Young Nathan grew up in Coventry, Connecticut before going to Yale College and becoming a teacher. His teaching career ended as he became a military officer during what became America’s Revolutionary War.
He volunteered to spy behind British lines. Captured in New York, he confessed his role as a spy and the British Army hanged him.
We learned about Hale’s life at the Nathan Hale Homestead. Hale grew up on the homestead property, although his family completed the large red house currently standing there after his death.
Hale’s pre-execution declaration that “I only regret that I have but one life to lose for my country” earned him enduring fame as a patriot and eventual naming as Connecticut’s official State Hero.
Connecticut also recognizes the courage of Prudence Crandall as the official State Heroine.
The Rhode Island-born Quaker moved with her family to Canterbury, Connecticut. She attended a Friends’ school in Rhode Island and taught elsewhere in Connecticut before returning to Canterbury and opening a school for young women in 1832.

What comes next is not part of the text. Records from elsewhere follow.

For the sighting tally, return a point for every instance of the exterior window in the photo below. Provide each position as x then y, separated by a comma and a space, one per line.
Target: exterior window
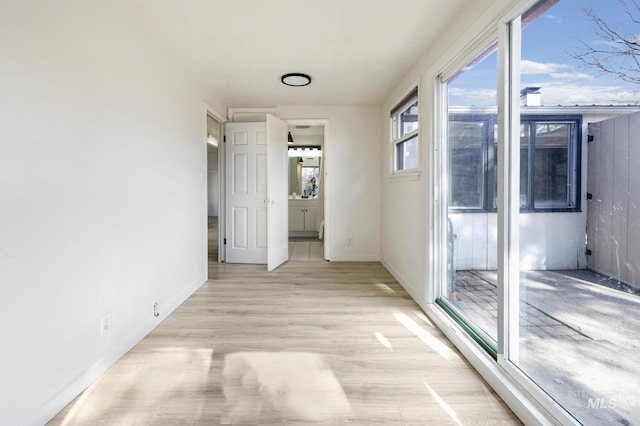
467, 145
404, 133
549, 167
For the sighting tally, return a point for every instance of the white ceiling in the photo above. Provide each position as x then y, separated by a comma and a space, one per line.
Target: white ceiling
354, 50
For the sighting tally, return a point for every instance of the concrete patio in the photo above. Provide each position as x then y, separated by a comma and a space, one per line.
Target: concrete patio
579, 337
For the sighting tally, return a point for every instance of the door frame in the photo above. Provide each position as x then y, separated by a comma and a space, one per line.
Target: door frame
326, 240
221, 119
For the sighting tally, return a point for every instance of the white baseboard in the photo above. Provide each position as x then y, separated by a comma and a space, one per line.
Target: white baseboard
354, 258
68, 393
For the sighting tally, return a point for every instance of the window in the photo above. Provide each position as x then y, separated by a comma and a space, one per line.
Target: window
549, 167
404, 133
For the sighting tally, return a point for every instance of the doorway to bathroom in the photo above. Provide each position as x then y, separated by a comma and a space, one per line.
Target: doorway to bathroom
307, 186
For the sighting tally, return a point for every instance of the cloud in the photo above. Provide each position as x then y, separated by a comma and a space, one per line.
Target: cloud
558, 71
572, 75
531, 67
553, 18
472, 97
567, 93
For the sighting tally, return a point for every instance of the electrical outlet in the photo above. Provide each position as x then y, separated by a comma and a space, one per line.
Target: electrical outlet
105, 324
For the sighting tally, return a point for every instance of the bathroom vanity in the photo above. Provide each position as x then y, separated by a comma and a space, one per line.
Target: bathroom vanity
303, 217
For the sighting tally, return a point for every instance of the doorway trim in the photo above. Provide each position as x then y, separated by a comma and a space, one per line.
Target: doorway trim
326, 240
221, 119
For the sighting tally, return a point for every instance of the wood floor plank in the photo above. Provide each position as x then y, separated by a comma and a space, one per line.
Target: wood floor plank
310, 343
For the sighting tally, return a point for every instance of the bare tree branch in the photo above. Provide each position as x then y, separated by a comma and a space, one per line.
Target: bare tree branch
613, 52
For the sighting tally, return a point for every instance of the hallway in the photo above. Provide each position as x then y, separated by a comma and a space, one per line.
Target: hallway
313, 343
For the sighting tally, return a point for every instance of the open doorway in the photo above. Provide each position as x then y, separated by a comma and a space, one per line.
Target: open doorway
213, 188
306, 192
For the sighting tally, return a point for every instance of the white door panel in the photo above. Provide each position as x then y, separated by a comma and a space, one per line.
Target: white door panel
246, 229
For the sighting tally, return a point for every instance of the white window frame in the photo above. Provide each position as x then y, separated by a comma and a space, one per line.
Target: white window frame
397, 139
523, 395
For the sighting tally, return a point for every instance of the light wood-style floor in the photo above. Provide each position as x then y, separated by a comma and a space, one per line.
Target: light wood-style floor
310, 343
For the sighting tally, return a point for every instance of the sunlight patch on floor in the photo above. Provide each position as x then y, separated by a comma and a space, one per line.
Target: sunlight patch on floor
281, 386
450, 411
426, 337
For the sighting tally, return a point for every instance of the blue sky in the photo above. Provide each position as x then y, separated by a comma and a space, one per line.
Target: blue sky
546, 61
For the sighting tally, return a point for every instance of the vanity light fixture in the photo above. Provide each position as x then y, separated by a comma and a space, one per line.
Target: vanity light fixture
295, 79
304, 151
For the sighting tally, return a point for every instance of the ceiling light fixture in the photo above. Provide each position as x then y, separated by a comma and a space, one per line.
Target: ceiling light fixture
295, 79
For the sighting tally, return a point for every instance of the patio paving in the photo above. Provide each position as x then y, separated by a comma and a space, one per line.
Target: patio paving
579, 337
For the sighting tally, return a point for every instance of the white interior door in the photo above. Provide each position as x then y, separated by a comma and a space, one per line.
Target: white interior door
246, 193
277, 189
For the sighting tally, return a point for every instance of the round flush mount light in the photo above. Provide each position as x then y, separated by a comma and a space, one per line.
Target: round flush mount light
296, 79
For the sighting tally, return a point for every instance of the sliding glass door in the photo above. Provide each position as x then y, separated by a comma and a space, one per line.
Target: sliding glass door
542, 218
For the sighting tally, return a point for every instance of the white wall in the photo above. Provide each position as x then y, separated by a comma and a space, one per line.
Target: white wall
409, 206
352, 180
102, 192
548, 241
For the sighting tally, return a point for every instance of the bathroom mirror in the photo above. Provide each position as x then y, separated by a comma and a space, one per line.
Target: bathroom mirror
304, 177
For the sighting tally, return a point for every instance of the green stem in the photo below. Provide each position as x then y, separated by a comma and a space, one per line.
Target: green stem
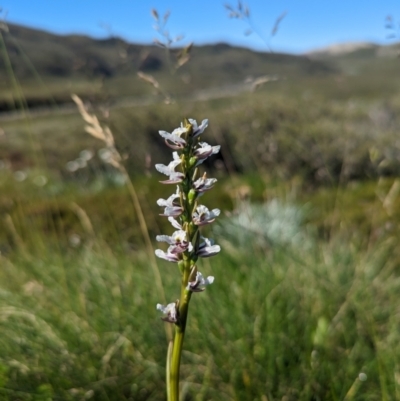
173, 379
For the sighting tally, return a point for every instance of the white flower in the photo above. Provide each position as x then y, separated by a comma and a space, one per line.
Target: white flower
204, 151
203, 216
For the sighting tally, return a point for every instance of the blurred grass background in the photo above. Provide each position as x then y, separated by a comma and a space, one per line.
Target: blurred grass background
305, 304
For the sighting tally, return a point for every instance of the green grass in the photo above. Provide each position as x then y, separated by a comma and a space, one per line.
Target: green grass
306, 288
280, 321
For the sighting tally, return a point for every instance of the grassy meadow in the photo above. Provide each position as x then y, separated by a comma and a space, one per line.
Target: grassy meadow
305, 304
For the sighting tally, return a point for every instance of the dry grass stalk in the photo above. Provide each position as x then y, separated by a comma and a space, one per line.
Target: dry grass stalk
95, 129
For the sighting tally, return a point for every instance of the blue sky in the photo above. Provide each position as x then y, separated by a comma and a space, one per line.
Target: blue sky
309, 24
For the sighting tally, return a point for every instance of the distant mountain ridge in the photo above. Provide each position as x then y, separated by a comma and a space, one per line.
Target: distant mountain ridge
70, 55
49, 66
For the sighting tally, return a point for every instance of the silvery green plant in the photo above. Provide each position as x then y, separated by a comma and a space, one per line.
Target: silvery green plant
186, 244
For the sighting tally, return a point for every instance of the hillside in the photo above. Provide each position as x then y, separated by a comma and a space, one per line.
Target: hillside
49, 67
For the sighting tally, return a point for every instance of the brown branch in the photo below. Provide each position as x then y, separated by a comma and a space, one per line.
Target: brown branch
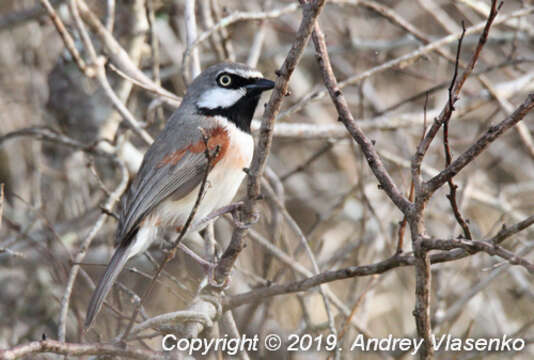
395, 261
15, 18
67, 38
474, 150
448, 156
311, 10
72, 349
476, 245
345, 116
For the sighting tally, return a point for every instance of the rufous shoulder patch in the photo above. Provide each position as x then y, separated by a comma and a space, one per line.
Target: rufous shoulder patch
217, 136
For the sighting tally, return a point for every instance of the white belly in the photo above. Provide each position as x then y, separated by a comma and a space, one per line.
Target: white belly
222, 185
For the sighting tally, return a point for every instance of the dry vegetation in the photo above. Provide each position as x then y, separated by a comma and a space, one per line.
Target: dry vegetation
418, 154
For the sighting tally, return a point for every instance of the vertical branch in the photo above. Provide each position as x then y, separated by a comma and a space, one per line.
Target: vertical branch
191, 35
448, 156
311, 10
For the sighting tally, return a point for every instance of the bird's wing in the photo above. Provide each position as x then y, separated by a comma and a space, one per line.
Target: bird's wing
168, 169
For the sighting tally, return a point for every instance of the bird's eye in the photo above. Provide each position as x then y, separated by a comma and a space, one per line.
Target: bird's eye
225, 80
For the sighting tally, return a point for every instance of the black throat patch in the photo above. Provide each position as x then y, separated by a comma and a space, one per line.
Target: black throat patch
240, 113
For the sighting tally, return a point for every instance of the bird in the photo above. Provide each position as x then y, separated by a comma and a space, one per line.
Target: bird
219, 105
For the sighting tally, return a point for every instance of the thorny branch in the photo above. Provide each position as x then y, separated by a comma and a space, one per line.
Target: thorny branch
427, 249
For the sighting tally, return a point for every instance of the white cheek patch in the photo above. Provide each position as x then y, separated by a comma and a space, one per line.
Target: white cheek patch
247, 74
220, 98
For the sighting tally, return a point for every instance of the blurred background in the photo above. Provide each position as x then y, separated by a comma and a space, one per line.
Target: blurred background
54, 194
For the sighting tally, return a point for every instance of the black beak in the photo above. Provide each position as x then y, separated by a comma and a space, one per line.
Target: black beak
259, 86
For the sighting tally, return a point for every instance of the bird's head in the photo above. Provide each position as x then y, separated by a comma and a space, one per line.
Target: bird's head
230, 90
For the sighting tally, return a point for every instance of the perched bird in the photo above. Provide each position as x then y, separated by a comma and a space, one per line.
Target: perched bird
221, 101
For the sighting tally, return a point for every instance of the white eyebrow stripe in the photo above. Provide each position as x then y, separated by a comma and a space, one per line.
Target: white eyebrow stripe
247, 74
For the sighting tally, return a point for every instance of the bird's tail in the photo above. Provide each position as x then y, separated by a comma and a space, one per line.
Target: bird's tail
117, 262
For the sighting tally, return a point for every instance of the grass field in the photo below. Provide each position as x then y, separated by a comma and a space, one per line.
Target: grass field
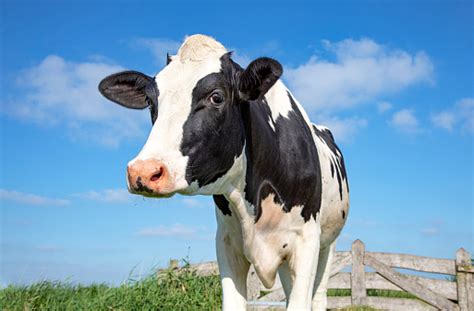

Women found little in the way of academic opportunities at the time, especially when it came to more advanced studies. Educational opportunities for young African-American women were even scarcer.
Young Sarah Harris, an aspiring teacher and daughter of a free African-American farmer, sought admission to Crandall’s school. Crandall admitted Harris as a student in 1833. Connecticut responded by passing a law restricting and nearly outlawing the teaching of African-Americans. Protests, harassment and violence led to closing the school and to Crandall moving out of the state.
Years later, Crandall received an official apology from Connecticut and a small yearly pension.
Today, the pale yellow Canterbury house stands as testament to Crandall’s courage and houses a chronicle of some of the early efforts in progressive educational reform.